By Christian Hertzog for The San Diego Union-Tribune. Photo by Sam Zauscher.

Admirable performances by Miró Quartet, joined by Shaw and Inon Barnatan

After the 2013 Pulitzer Prize for music was awarded to Caroline Shaw, many composers outside of New York asked, “Who?”

Shaw was better known then as a violinist and singer than a composer, with limited recognition beyond Brooklyn or Manhattan. Now she is a distinctive voice in American music.

On Wednesday evening, La Jolla Music Society’s SummerFest featured her chamber music on two programs, along with Mendelssohn’s String Quintet in B-flat Major, Op. 87 and Ravel’s String Quartet in F Major.
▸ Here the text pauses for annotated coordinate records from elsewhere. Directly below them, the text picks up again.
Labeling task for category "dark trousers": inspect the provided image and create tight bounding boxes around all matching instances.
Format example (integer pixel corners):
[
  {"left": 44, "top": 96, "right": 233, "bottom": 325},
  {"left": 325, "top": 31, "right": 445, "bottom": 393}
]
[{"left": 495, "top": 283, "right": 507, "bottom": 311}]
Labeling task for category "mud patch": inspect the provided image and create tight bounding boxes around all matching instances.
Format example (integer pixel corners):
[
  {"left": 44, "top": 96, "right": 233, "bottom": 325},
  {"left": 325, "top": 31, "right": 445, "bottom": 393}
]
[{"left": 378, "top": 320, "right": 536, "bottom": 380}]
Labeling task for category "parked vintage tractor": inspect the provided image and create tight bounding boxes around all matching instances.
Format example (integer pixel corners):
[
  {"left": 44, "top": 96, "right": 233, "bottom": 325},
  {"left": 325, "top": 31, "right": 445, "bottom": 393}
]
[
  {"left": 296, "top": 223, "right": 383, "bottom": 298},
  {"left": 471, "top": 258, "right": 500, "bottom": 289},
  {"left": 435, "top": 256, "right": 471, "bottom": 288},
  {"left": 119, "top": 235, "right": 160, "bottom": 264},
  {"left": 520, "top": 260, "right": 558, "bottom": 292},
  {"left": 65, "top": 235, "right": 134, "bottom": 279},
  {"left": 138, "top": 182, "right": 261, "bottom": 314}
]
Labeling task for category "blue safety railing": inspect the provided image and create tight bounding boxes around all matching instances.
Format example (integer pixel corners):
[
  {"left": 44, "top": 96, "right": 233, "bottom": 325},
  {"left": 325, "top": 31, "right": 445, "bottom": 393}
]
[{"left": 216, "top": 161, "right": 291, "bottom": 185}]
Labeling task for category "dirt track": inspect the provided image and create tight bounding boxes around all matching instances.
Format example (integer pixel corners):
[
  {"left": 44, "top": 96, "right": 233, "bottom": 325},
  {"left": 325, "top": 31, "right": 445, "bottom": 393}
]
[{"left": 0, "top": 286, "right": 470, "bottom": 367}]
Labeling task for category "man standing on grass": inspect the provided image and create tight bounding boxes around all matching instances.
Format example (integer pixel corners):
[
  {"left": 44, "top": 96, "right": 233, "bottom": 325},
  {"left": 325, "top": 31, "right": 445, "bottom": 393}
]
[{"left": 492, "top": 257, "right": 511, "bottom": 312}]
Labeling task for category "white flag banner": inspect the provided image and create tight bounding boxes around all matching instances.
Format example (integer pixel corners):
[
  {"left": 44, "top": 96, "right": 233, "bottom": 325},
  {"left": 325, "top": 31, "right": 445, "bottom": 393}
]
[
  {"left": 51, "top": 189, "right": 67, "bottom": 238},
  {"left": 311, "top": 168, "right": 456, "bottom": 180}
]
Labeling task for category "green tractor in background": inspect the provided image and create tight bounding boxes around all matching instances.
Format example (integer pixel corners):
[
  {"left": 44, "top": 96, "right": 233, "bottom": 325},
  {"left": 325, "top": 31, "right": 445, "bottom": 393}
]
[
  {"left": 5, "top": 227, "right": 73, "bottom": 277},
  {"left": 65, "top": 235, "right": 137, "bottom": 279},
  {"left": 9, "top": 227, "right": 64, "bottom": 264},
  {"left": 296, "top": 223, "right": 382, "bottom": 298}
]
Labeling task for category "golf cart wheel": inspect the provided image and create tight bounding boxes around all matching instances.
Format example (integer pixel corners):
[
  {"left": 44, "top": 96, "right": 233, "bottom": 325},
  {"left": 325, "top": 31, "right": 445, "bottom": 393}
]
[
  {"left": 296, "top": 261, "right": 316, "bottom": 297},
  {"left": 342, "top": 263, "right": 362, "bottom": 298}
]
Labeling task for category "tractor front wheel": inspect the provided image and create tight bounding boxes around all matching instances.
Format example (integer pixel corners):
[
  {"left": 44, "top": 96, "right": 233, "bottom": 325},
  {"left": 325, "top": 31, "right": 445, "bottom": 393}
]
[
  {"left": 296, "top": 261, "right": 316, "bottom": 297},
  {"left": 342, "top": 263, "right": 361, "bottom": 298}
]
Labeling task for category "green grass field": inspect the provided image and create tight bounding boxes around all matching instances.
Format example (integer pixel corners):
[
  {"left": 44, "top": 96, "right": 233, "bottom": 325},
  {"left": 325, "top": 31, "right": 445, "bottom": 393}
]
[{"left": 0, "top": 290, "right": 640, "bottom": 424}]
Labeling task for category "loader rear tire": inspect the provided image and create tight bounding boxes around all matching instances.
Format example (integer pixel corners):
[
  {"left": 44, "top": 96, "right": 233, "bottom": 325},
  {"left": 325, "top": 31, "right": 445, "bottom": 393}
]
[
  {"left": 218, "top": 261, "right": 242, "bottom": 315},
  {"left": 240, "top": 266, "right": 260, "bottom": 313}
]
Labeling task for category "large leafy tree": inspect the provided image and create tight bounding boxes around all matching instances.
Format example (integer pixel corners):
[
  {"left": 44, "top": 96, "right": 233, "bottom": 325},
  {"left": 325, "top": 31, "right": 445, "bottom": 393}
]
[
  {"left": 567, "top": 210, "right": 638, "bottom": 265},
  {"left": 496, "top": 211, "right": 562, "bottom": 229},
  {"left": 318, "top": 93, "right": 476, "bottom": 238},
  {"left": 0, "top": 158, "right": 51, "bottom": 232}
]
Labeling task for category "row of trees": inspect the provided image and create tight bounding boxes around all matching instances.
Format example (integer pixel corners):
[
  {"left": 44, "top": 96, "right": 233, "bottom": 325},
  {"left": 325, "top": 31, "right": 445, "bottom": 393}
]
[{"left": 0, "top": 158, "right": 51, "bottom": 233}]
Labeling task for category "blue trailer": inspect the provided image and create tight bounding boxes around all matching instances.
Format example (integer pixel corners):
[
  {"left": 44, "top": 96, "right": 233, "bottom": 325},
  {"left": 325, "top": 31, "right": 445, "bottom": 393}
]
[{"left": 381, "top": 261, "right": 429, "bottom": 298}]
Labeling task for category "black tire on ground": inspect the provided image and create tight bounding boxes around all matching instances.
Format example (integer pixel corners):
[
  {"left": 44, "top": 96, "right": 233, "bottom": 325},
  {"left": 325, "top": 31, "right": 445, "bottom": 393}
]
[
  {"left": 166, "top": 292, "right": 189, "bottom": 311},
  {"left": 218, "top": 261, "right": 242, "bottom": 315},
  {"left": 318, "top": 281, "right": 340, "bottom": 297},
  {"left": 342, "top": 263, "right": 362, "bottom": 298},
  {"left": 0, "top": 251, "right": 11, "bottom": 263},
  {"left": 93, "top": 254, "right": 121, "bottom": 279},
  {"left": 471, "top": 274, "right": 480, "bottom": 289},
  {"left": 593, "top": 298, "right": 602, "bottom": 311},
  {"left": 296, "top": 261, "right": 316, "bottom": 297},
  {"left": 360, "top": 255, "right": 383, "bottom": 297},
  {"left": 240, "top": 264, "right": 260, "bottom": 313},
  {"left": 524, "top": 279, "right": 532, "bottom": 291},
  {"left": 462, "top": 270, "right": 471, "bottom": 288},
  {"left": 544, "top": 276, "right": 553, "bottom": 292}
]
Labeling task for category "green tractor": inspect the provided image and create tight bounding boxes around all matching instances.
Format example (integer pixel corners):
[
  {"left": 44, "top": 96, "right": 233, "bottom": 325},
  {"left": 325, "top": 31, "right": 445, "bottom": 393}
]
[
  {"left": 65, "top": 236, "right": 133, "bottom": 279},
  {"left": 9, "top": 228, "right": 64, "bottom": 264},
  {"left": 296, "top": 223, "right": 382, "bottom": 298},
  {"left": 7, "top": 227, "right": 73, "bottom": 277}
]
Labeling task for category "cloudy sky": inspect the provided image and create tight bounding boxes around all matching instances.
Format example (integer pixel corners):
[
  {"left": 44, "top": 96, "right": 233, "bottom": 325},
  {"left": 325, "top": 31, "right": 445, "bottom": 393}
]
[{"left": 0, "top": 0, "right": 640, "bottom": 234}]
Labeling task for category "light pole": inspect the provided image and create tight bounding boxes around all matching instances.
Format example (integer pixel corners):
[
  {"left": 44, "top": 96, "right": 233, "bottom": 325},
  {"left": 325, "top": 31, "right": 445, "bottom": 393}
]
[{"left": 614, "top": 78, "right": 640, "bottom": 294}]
The first concert was in Baker-Baum Concert Hall, introduced by Shaw herself. She took a seat on the side, with the formidable Miró Quartet center stage for the West Coast premiere of “Microfictions, Volume 1.”

Inspired by the flash fiction of T.R. Darling, Shaw wrote her own microfiction, seven in all, each one- or two-sentence story read by her before the corresponding music was performed.

She described her music as very brief, but in the context of 20th-century miniaturists like Webern or Kurtág, Shaw’s three- or four-minute movements seemed generous indeed. Instead of the 10-bar aphorisms I expected, each movement focused on one or two textures, feeling more akin to etudes than miniatures.

In her Pulitzer Prize winner, “Partita,” Shaw combined a highly eclectic number of vocal techniques and musical styles in the form of a Baroque dance suite, with a popular music flavor.

In recent works, she uses major and minor triads in untraditional ways. Conventional rules of harmony — chord A leads to chord B, which must move to chords C or D — are broken. Shaw is not the first composer to use triads this way. Satie, Debussy, Virgil Thomson, and more recently, Laurence Crane all did this, but aside from that commonality, her music is an original take on the proposition.

In “Microfictions,” Shaw’s music doesn’t mirror her texts so much as expand upon them. A summer storm described in one sentence becomes several minutes of flickering triads interrupted by chromatic scales dissonantly moving upward, only to return to the opening material and then fall apart. Photographs coming in and out of focus are musically translated into dissonant glissandos that arrive at triads.

The Miró Quartet was dramatic and highly polished. Following this, Shaw joined them on viola for a passionate performance of Mendelssohn’s String Quintet, effortlessly integrating into the Miró’s impeccable ensemble work.

Following this, a smaller crowd convened in The JAI. There, Shaw’s compositions were surprisingly well interleaved with Ravel’s String Quartet. She sang two of her works with the Miró accompanying, “Cant voi l’aube” and “And so.”

Her voice had minimal vibrato, in a folk music style. The vocal melody had an Anglo-Celtic folk influence as well, although the form was freer.

The Miró played a movement, “The Cutting Garden” from her string quartet “Plan & Elevation,” which quotes the opening notes of Ravel’s first movement, an unexpected callback to the beginning of this program. Along the way, snatches of other composers pop in and out, anchored by a repeated rising four-note line in the cello (also from Ravel?).

Most impressive, though, was her recent piano quartet “Thousandth Orange.”

Pianist and SummerFest director Inon Barnatan took the stage with members of Miró (William Fedkenheuer, violin; John Largess, viola; and Joshua Gindel, cello). Barnatan’s quiet touch sounded a four-triad pattern that sequenced over and over, although the rhythm varied. On top of this, the strings layered a transposed version of the sequence, creating a dialogue between these variations.

The performances in this second concert were all riveting, and musicians and composer were given heartfelt applause throughout.